Student number Student name Grade Phone number State
1 Anand A 6286436876 Punjab
2 Anand A 8286876436 Punjab
3 Kamal A+ 9257939700 Andhra Pradesh
4 Mohan B 8736475208 Rajasthan

Second normal form

  1. For a relation to be in second normal form it must be in first normal form.
  2. There should be no partial dependency.
  3. Partial dependency means that non-prime attributes can be determined using a proper subset of the primary key.

Consider an example, R(PQRS) in which PQ->R and Q->S
In this example, PQ is the candidate key and therefore are a part of the prime attributes and R and S are the non-prime attributes. S not being dependent on the entire candidate key depends on part of the candidate key and this type of dependency is known as partial dependency.

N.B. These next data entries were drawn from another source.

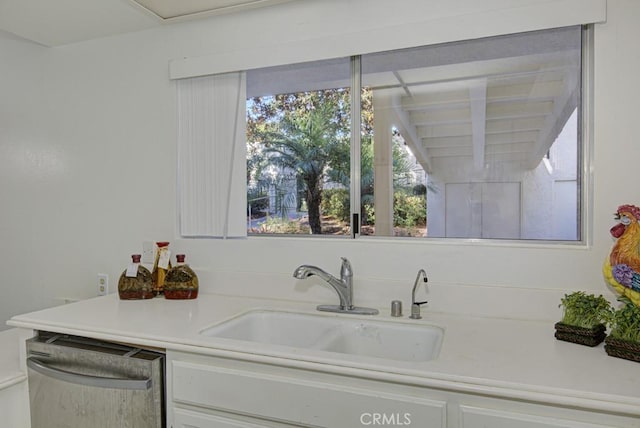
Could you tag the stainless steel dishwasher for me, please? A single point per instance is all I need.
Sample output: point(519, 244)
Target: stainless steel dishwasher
point(76, 382)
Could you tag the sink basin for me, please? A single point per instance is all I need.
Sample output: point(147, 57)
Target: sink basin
point(339, 334)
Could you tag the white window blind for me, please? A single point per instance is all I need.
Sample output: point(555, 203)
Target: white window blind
point(211, 156)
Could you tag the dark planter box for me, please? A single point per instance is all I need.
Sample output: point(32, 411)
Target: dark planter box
point(583, 336)
point(622, 349)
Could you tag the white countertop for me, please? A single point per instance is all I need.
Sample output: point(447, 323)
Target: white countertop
point(501, 357)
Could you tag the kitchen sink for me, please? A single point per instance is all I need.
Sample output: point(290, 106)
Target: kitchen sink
point(391, 340)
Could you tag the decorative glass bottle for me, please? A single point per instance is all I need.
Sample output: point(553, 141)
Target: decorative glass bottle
point(135, 282)
point(181, 281)
point(160, 267)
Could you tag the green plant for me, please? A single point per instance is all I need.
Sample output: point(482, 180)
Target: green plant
point(585, 310)
point(335, 203)
point(409, 210)
point(625, 322)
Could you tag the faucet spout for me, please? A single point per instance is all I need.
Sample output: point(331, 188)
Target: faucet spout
point(342, 286)
point(415, 306)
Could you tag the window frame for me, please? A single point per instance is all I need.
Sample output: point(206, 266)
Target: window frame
point(584, 156)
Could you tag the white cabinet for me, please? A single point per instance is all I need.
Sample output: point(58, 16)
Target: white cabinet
point(473, 417)
point(190, 419)
point(214, 392)
point(291, 396)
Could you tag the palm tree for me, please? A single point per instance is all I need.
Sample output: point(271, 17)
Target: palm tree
point(309, 140)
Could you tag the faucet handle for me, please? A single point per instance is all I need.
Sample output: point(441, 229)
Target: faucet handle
point(415, 310)
point(345, 268)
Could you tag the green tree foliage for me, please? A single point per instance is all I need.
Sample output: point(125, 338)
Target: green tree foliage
point(309, 133)
point(305, 132)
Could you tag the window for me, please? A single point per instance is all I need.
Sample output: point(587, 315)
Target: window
point(473, 139)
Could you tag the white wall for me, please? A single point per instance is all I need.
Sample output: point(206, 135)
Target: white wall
point(87, 161)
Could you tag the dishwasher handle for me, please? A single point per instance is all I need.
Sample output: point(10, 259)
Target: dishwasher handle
point(88, 380)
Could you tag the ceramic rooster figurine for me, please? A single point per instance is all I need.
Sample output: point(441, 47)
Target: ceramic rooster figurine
point(622, 266)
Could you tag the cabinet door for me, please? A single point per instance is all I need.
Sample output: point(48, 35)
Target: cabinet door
point(475, 417)
point(298, 400)
point(189, 419)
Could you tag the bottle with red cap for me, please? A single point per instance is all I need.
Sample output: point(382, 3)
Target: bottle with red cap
point(135, 282)
point(181, 281)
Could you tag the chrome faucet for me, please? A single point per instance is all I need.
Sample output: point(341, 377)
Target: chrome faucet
point(415, 306)
point(343, 286)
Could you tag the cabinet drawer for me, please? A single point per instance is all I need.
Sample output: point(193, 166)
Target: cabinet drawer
point(298, 400)
point(475, 417)
point(189, 419)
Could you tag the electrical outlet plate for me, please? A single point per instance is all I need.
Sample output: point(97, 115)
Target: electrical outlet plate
point(103, 284)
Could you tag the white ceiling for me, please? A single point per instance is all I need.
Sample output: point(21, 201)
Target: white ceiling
point(60, 22)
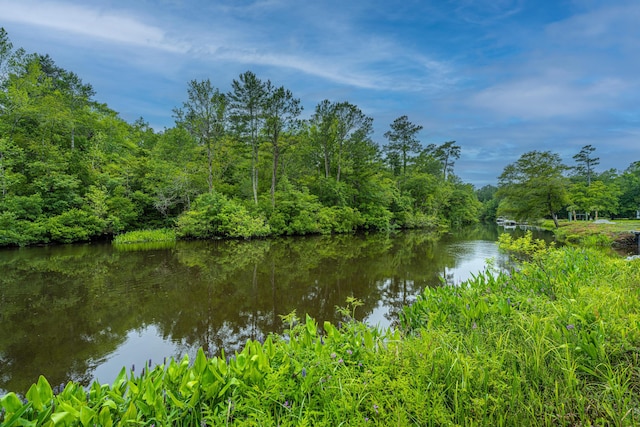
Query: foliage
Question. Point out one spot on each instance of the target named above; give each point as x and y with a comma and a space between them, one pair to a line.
144, 236
214, 215
553, 342
533, 187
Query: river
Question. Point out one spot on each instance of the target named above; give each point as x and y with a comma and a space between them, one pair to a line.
81, 312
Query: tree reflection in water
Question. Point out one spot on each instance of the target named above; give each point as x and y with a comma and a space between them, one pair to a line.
68, 312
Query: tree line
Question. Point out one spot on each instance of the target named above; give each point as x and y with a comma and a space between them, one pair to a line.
539, 185
237, 163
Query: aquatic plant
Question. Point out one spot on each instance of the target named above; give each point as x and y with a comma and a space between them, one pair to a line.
554, 342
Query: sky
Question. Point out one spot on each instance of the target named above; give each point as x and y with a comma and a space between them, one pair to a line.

Now to make it in the second normal form we will break the tables and make new relations out of it. R(PQRS)->R(PQR) and R(QS).Now we have it in second normal form as there is no partial dependency.

Third normal form

  1. For a relation to be in third normal form it must be in the second normal form that means it should be free from partial dependency.
  2. No non-prime attribute should be driving another non-prime attribute.
  3. There should be no transitive dependency.
Transitive dependency: if A->B and B->C are two functional dependencies then A->C is called transitive dependency.

Consider an example, R(PQRS) in which PQ->R and R->S
In this example, PQ is the candidate key and therefore is a part of prime attributes and R and S are non-prime attributes. S is dependent on another non-prime attribute and this type of dependency is known as a transitive dependency.

Now to make it in the third normal form we will break the tables and make new relations out of it. R(PQRS)->R(PQR) and R(RS). Now we have it in the third normal form as there is no transitive dependency.

Boyce Codd normal form

Consider an example, R(PQR) in which PQ->R and R->Q In this example, PQ and PR are the candidate keys and therefore are a part of prime attributes. R is not a super key and hence it is not in BCNF.

Now to make it in the Boyce and Codd normal form we will break the tables and make new relations out of it. R(PQR)->R(PR) and R(RQ) because there should be a common attribute among the decomposed tables and in at least one of the decompositions the common attribute should be candidate key. Now we have it in the Boyce and Codd normal form(BCNF).

Fourth normal form

Fifth normal form

For a relation to be in the fifth normal form it must be in fourth normal form.
When there is no division of tables possible to reduce redundancy.

Domain key normal form

When all the insertion and deletion anomalies are removed then the domain key normal form is attained.